Among the DEPs, COMMD1 was significantly downregulated, while IL-17 was upregulated. COMMD1 is known to regulate NF-κB signaling and maintain immune homeostasis, while IL-17 is a pro-inflammatory cytokine implicated in bone resorption and autoimmune diseases. These findings suggest that TM-induced bone destruction may be driven by dysregulated inflammatory pathways, particularly those involving IL-17-mediated osteoclast activation [7, 8].

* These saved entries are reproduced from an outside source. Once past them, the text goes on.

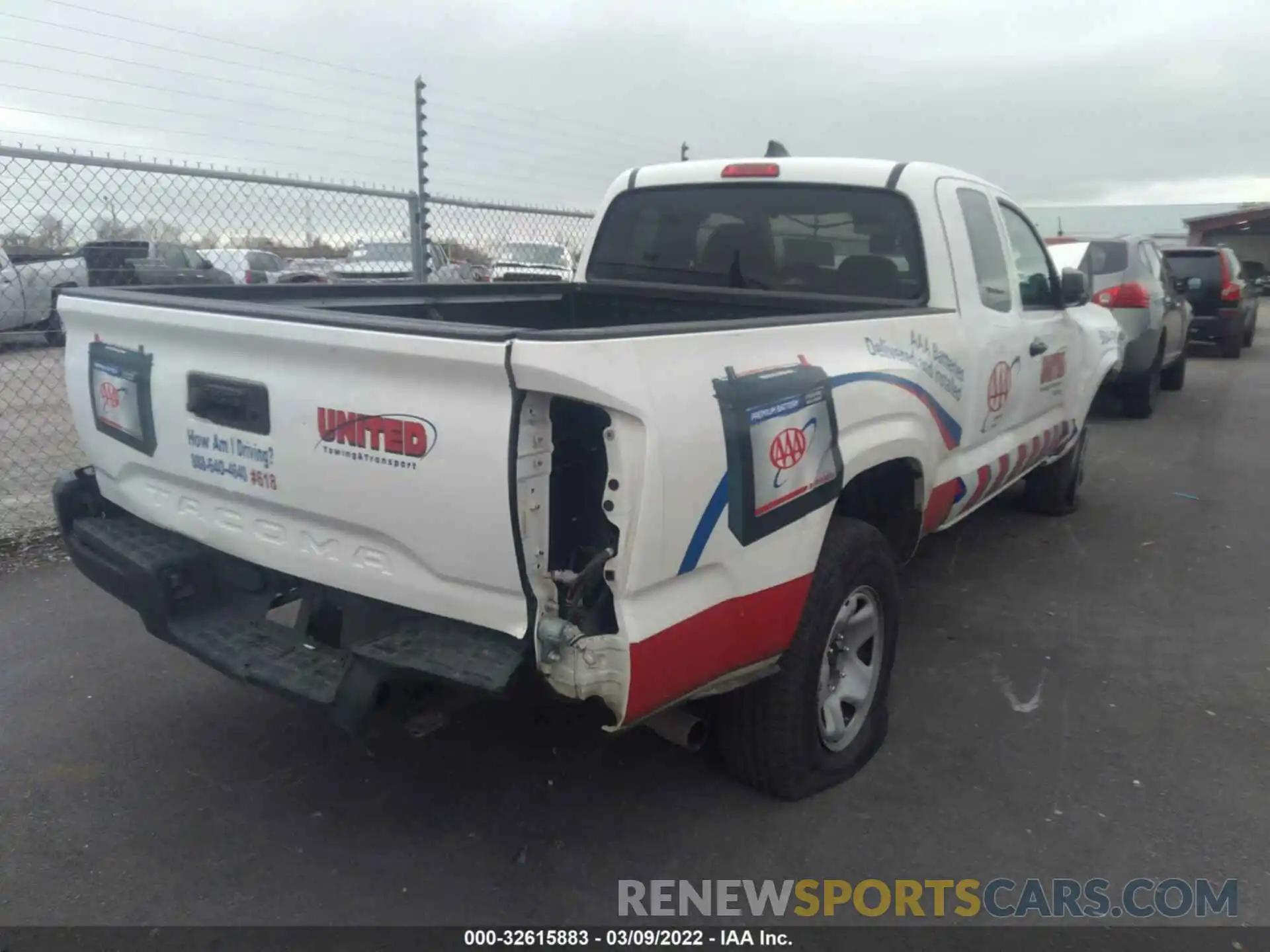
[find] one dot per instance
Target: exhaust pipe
(680, 728)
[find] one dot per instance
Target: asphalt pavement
(1074, 697)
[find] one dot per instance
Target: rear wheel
(1232, 344)
(1138, 397)
(1174, 376)
(54, 332)
(1053, 489)
(822, 716)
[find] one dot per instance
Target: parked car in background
(28, 290)
(249, 266)
(394, 260)
(1255, 272)
(1224, 303)
(130, 263)
(532, 260)
(1129, 276)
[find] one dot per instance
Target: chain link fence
(488, 235)
(92, 221)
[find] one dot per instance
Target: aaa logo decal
(788, 448)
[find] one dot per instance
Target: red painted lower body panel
(710, 644)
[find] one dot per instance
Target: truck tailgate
(362, 460)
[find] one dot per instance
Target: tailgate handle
(238, 404)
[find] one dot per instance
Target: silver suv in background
(380, 262)
(251, 266)
(1130, 277)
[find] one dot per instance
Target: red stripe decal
(984, 476)
(941, 503)
(1019, 466)
(722, 639)
(1002, 470)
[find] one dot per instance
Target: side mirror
(1075, 288)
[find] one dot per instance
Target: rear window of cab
(774, 237)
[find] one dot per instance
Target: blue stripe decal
(949, 429)
(705, 527)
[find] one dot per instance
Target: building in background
(1245, 230)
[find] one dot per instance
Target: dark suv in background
(130, 263)
(1224, 303)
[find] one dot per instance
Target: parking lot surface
(1074, 697)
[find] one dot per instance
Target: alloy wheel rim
(850, 669)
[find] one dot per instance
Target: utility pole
(419, 231)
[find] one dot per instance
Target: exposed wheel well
(889, 498)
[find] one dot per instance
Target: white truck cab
(691, 471)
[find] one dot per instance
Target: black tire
(770, 733)
(55, 335)
(1174, 376)
(1232, 344)
(1140, 394)
(1054, 489)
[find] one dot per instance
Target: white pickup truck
(689, 474)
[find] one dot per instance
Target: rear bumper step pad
(214, 606)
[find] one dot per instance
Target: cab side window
(1032, 263)
(986, 251)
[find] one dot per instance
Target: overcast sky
(546, 100)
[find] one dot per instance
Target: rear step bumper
(214, 606)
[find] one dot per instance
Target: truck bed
(501, 311)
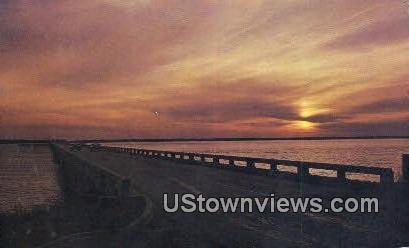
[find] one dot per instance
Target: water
(28, 178)
(372, 152)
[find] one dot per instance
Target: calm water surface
(375, 152)
(28, 178)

The identification of COMMD1 and IL-17 as key players in TM-related bone damage has important clinical implications. First, these proteins could serve as biomarkers for early diagnosis of bone involvement in talaromycosis. Second, targeting IL-17 signaling may offer a novel therapeutic strategy to mitigate bone loss. Given the challenges in diagnosing fungal osteomyelitis—often requiring invasive biopsies and advanced imaging—proteomic biomarkers could revolutionize detection and monitoring. A case report published in BMC Infectious Diseases described a patient with HIV co-infected with TM and Salmonella, presenting with osteoarticular destruction. Metagenomics sequencing confirmed TM infection, and treatment with amphotericin B halted bone degradation. This case underscores the importance of early recognition and aggressive antifungal therapy in preventing irreversible skeletal damage [9, 10].

Conclusion

Proteomic and transcriptomic studies have revealed several virulence factors that may contribute to TM’s ability to invade and damage bone tissue. A comprehensive review in Toxins identified Mp1p, a surface protein that binds host lipids and facilitates immune evasion. Other virulence factors include polyketide synthases involved in pigment production and oxidative stress resistance, as well as microRNA-like RNAs that regulate fungal gene expression during infection. Comparative proteomics between TM’s yeast and hyphal phases showed differential expression of adhesion molecules and metabolic enzymes, suggesting that phase-specific proteins may mediate tissue tropism and immune modulation. These insights highlight the complexity of TM’s pathogenic arsenal and the need for multi-omics approaches to fully understand its behavior in host tissues.TM is endemic in tropical regions, particularly in Southeast Asia, where environmental exposure to fungal spores is common. The fungus is found in soil and decaying organic matter, and infection often occurs through inhalation. With increasing travel and migration, cases are now being reported outside endemic areas, making global awareness and surveillance essential.